The freeze response is just another way your body tries to protect you. Not a better or worse way. It’s an evolutionary survival tactic, and women are good at surviving. I am good at surviving. Sometimes to survive we have to bury our stories deep in the earth, without a single stone to mark the spot.
My husband and I saw a therapist together once, to talk about the assault and work out how it was affecting our marriage. I insisted it had to be a man, worried a woman might instinctively cut me too much slack. But even when the male therapist said I didn’t do anything to deserve what happened, that it wasn’t my fault and probably not even about me, I didn’t believe him. I don’t know how.
I don’t remember everything about that night, all the incidental details. My body’s olive branch. Even in the morning, only fragments came through — translucent bits and pieces of shame. Some more clear, like crying out in pain at penetration.
Listen to your body, my therapist has been encouraging me, you can trust what she tells you. I close my eyes and inhale slowly, desperate to hear. Baby girl, it wasn’t me who betrayed you.
Ali Kojak is loud talker and habitual oversharer who frequently realizes she said too much. Her work has been published in Cleaver Magazine. After spending nearly two decades as a nomad courtesy of the Air Force, she and her husband put down roots in Oak Park, Illinois, where they are currently raising three wild children and a naughty French Bulldog. You can connect with her at alikojak.com.
Image Credit: Flickr Creative Commons/Kim Love
Alison – I found this story by searching Facebook for an old acquaintance from school. I am so glad I found you, but so sorry to hear of this. We were not close in school , but I often think about how your life turned out when you moved from Blan schools. I’m glad you have found a way to tell others your story, especially the young vulnerable girls/women out there. My daughter is 20 and I feel I need to have her read this and have that conversation.
Ali, this is so moving. And courageous. I have been trying to tell a similar story for years and you’ve given me a little more power to do so. I hope you got some healing from this as well.
I hope that your story finds its way out! More than the writing, hearing from other women has been an unexpected and beautiful salve!
This resonated so deeply with me. Thank you for sharing. I didn’t say “no” either. And, I’m a loud talker as well. Well done!
Thank you for reading. And ugh, I carried so much shame for so many years about my response — I’d always assumed I’d react different. It seemed so out of character. May we change the narrative for those who come after us!

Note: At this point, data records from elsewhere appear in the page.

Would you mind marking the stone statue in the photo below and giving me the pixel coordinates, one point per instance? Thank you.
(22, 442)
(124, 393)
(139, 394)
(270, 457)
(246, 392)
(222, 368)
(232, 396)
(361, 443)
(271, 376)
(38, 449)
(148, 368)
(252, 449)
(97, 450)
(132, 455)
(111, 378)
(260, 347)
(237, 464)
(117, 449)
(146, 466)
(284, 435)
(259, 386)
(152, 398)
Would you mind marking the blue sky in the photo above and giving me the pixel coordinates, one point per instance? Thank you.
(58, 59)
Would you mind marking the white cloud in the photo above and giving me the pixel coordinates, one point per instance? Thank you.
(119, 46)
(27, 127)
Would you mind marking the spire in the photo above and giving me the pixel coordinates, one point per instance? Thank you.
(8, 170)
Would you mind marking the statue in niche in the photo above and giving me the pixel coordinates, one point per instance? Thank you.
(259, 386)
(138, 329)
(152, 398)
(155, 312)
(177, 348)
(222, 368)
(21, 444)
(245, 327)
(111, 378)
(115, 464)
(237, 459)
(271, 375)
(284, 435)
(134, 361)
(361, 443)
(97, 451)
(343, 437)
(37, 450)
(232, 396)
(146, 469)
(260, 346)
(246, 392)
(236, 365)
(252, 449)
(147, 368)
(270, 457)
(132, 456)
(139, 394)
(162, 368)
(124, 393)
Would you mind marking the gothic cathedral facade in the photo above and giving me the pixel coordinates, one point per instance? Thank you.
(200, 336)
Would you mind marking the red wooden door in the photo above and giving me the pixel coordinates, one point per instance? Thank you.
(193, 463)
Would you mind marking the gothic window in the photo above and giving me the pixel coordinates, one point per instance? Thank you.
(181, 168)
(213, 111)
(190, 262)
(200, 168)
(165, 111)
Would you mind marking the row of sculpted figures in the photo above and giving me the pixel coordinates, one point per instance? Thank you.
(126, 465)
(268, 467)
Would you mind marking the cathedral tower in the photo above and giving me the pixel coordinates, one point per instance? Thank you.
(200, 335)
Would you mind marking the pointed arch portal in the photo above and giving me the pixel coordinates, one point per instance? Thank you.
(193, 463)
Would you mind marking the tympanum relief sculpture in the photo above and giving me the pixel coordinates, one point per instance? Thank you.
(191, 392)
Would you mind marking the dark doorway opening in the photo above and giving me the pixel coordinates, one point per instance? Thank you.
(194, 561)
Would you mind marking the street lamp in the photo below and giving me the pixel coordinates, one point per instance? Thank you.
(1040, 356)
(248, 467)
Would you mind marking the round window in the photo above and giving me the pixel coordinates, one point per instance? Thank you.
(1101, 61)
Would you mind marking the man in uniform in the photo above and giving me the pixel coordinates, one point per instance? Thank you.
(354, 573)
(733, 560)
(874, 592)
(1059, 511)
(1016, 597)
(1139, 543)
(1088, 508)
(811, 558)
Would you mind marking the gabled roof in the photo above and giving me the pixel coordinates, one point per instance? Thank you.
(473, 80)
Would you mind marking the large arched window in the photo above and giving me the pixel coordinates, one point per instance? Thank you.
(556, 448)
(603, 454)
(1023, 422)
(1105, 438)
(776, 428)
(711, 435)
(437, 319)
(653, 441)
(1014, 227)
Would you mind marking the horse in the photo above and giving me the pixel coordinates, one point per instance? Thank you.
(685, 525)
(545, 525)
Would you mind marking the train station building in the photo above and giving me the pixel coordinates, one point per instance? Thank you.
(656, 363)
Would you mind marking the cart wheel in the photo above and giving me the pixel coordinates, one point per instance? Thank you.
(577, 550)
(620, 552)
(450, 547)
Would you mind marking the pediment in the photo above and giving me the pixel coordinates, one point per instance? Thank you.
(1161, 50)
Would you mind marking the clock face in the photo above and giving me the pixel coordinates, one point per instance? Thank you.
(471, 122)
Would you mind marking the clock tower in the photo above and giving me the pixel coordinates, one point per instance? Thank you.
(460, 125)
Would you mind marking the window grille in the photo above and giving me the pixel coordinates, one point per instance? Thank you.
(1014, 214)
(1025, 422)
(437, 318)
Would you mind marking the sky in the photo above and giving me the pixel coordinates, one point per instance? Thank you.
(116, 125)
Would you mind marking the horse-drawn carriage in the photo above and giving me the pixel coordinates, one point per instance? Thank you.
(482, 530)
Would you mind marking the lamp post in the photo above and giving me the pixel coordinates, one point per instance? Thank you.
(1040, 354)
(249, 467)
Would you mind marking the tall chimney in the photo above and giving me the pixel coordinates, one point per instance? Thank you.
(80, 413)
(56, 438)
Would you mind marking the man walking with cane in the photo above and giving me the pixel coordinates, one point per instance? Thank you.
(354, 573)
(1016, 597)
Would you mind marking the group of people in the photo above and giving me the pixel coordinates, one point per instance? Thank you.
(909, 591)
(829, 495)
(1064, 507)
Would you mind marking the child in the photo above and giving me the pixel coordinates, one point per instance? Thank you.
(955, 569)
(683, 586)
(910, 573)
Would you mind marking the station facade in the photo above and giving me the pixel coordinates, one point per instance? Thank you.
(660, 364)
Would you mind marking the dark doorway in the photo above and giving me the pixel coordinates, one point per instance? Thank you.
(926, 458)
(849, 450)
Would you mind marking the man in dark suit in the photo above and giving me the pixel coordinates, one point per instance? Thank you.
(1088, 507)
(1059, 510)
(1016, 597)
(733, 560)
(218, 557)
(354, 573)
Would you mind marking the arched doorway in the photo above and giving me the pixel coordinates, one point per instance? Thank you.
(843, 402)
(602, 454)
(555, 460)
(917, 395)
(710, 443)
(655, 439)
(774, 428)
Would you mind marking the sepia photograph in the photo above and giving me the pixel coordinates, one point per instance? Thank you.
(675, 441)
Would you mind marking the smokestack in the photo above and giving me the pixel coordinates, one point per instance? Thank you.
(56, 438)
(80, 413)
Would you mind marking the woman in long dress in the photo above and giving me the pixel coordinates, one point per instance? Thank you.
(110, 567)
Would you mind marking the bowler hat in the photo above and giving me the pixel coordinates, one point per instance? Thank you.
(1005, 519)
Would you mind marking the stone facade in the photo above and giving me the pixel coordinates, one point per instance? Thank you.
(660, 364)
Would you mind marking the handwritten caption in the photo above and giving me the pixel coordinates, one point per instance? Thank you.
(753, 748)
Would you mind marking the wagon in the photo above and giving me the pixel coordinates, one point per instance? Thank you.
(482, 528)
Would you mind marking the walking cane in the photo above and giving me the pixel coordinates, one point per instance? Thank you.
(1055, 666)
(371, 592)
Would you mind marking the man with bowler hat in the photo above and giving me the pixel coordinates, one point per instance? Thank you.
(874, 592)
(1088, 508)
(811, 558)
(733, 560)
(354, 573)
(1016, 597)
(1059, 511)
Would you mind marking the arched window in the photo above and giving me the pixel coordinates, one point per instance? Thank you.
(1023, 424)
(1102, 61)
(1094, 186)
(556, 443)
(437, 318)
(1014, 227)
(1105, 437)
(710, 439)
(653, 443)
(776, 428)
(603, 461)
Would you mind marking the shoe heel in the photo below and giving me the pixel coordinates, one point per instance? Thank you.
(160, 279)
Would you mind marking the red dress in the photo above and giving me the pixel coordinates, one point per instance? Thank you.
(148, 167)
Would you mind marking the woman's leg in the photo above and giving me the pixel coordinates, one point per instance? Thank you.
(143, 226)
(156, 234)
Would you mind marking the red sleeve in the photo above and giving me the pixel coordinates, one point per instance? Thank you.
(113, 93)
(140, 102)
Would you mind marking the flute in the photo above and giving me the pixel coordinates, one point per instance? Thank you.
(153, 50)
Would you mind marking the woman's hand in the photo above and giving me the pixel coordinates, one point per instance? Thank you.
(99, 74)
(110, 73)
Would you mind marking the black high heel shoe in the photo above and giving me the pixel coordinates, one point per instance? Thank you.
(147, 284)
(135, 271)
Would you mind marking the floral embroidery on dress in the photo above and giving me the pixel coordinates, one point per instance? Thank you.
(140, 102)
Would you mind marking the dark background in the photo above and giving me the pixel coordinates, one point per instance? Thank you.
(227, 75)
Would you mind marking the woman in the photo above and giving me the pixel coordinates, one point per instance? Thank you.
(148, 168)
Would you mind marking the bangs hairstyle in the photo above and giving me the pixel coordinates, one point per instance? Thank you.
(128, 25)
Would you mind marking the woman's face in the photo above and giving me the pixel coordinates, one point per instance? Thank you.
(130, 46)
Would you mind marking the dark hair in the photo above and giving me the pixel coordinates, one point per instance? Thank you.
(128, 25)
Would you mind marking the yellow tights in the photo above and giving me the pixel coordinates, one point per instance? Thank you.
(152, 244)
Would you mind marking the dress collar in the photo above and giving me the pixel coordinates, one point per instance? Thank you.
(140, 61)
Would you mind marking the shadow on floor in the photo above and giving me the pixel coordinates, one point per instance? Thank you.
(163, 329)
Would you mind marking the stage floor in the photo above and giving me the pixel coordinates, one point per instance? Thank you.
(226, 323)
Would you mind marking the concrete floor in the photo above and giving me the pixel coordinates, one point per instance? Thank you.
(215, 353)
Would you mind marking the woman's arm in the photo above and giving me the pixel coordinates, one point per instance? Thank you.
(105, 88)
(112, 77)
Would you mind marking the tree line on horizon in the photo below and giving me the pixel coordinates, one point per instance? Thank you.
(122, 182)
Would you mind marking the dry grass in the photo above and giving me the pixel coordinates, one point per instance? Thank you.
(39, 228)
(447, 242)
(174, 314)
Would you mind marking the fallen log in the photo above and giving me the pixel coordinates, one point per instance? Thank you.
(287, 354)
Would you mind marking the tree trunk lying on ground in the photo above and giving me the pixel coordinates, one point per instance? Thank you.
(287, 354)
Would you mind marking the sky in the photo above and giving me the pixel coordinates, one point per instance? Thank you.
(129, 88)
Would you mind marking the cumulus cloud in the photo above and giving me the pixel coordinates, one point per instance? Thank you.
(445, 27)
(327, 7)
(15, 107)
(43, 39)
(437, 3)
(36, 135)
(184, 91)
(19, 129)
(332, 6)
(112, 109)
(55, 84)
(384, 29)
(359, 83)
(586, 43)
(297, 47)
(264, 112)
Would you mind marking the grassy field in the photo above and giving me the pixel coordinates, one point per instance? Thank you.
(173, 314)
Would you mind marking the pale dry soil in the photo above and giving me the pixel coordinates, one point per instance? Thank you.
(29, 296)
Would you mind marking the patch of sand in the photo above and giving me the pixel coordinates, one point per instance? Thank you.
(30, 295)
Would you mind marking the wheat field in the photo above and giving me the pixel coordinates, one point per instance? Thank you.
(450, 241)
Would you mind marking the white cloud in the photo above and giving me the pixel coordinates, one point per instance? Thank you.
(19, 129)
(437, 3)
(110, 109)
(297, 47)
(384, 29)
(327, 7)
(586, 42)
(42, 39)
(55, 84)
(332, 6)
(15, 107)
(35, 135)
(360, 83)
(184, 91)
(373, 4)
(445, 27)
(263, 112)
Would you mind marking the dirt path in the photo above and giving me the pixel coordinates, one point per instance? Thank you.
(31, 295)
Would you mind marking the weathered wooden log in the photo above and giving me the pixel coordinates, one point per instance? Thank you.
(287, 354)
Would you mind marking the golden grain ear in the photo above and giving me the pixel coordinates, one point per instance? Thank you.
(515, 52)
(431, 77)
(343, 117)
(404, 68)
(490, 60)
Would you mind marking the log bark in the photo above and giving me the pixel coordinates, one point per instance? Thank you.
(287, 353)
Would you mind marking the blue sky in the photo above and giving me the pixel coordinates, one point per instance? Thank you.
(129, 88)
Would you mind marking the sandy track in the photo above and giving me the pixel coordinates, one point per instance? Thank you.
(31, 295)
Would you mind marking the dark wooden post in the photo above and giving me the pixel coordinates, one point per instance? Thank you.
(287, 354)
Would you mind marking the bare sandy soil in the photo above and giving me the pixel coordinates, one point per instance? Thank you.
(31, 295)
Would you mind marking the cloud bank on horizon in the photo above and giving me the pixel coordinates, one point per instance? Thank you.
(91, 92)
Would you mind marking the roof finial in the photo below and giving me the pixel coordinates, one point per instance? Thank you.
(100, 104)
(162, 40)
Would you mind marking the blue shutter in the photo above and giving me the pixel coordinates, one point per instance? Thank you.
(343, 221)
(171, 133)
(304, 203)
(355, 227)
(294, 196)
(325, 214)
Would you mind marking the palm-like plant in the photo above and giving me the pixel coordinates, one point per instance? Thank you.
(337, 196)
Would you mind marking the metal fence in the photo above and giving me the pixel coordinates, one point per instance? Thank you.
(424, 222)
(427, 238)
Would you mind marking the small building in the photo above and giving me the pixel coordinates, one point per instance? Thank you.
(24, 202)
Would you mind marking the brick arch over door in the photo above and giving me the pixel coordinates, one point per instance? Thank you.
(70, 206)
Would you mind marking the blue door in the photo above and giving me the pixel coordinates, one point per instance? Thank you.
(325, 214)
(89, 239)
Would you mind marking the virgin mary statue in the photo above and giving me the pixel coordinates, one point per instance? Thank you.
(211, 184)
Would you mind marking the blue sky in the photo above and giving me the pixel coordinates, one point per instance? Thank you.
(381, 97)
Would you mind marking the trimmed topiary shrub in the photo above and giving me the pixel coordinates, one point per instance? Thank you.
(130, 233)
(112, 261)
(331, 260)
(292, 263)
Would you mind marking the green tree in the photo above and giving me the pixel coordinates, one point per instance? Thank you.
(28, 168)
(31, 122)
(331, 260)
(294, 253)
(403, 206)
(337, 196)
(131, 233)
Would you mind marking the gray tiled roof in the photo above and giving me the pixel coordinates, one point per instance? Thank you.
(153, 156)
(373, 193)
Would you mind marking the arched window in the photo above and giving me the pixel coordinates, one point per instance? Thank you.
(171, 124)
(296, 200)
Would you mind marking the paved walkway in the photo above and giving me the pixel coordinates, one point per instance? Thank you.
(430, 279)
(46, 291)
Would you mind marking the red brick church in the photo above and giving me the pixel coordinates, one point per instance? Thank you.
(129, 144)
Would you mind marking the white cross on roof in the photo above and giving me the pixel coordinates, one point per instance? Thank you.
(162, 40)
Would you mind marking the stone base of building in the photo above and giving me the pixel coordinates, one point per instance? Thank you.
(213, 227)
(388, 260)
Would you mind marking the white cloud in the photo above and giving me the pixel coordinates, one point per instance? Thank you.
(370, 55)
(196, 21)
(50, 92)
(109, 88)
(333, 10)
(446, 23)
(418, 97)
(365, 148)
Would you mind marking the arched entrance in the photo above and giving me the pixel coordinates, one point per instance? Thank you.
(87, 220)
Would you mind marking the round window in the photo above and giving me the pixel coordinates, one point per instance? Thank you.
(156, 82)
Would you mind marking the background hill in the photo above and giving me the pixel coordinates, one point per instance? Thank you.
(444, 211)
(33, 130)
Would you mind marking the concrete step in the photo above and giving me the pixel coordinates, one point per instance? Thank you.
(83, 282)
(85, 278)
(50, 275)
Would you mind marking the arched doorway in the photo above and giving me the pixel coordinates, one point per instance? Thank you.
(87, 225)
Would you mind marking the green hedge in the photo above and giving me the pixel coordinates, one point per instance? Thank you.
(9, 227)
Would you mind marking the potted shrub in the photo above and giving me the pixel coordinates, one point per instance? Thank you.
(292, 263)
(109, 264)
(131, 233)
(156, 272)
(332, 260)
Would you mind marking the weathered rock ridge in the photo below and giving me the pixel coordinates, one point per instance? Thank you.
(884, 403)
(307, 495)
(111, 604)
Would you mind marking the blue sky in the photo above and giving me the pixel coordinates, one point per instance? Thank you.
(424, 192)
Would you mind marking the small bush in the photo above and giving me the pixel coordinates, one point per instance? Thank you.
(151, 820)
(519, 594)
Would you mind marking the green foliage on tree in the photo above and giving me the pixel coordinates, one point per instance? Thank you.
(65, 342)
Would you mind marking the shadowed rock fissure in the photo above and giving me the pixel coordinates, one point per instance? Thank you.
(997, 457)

Thank you for your bravery and vulnerability. It is so hard to be honest in writing, but that is what humans want and need.
I appreciate you reading! I try to ask myself, Is this actually the most true thing I can say about XXX? And if it’s not, I try to ask why. It is SO hard, but knowing it helps other women feel understood is worth it!
“Sometimes to survive we have to bury our stories deep in the earth, without a single stone to mark the spot.” THIS! And now you’ve marked the spot and women weep and honor your bravery as they recall their own stories. Blessings.
Dear Friend, thanks for your vulnerability in sharing. The body keeps the score, and this amazingly written piece is a step in healing. Honored to bear witness to it.
That was a huge burden you were carrying. I hope it’s a bit lighter now. Thanks for being brave enough to share it. That kind of strength is inspiring.
You are so brave. These words hit home for so many!!!
Your writing authentically captures the feelings that are so hard to say out loud. Thank you for sharing them! 💜
Thanks for Sharing;
🌹Hugs & Love🌹
Thank you for sharing your story. You put into words what many of us can never.